Manufacturing remains one of America's strongest economic pillars. While the country had been importing a lot more than it had been exporting, that changed with the Great Recession, as manufacturing slowly moved back to local shores. The comeback of the sector has been one of the unsung moments of the recovery. Still, even with technological advancements such as mobile warehouse management and timekeeping software, there are reasons to remain cautious about this return. As with the rest of the economy, manufacturers are still uncertain about the future. This can be seen in two recent manufacturing reports that tell completely different stories. Such contradictions should mean that factory managers should stay alert for any sudden changes in the outlook.
Outputs down and out
In the private sector, consulting firm Markit's Flash Purchasing Managers' Index – a survey which determines manufacturing outlook based on a number of different factors – showed a decrease in December. While still above the important benchmark of 50 and series average of 52.1, it was a steep decline from 54.8 in November to 53.7 this month. It's the lowest number since the beginning of the year.
What has influenced the decline is a general slowdown in several key indicators, though growth remains in place for most companies. Business conditions only improved tepidly, which resulted in weaker output growth. New orders also eased for December after several months of strong increases. That has played a role in new hires, which also slowed despite continuing an 18-month streak of more hires than losses. The one improvement in comparison to November was export sales, which rebounded after hitting a low point in the prior month. Analysts from Markit and Reuters suggested that this month represents a cool down after multiple months of significant advances. However, it could also mean the beginning of a downturn.
On the other hand, the Federal Reserve offers a different take on the economic situation with its numbers on manufacturing output across the country. The most recent report showed that output increased 1.1 percent in November, the highest gain since February. In addition, October's numbers were revised upward to 0.4 percent from 0.2 percent. This beat economists' expectations significantly. Overall industrial production received a 1.3 percent boost as a consequence, the highest in more than four years. Helping matters was manufacturing capacity, which got a boost to 78.4 percent.

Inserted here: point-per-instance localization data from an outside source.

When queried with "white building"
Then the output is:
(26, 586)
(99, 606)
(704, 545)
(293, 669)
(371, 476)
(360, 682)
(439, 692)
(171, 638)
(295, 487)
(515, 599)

These measures will have a greater impact on the economy over the next year, when the Fed will consider adjusting interest rates for the first time since the Great Recession. With these two reports running against each other in certain ways, the question becomes whether there is a consistent pattern developing within manufacturing. Other factors remain an issue on the periphery. For example, while export sales have increased, there are still conflicts and general malaise around the world that keep markets from buying American products. In addition, factories are still dealing with aging equipment and catering to an increasing workforce. With proper management and effective use of technology, companies can stand to do well in these circumstances.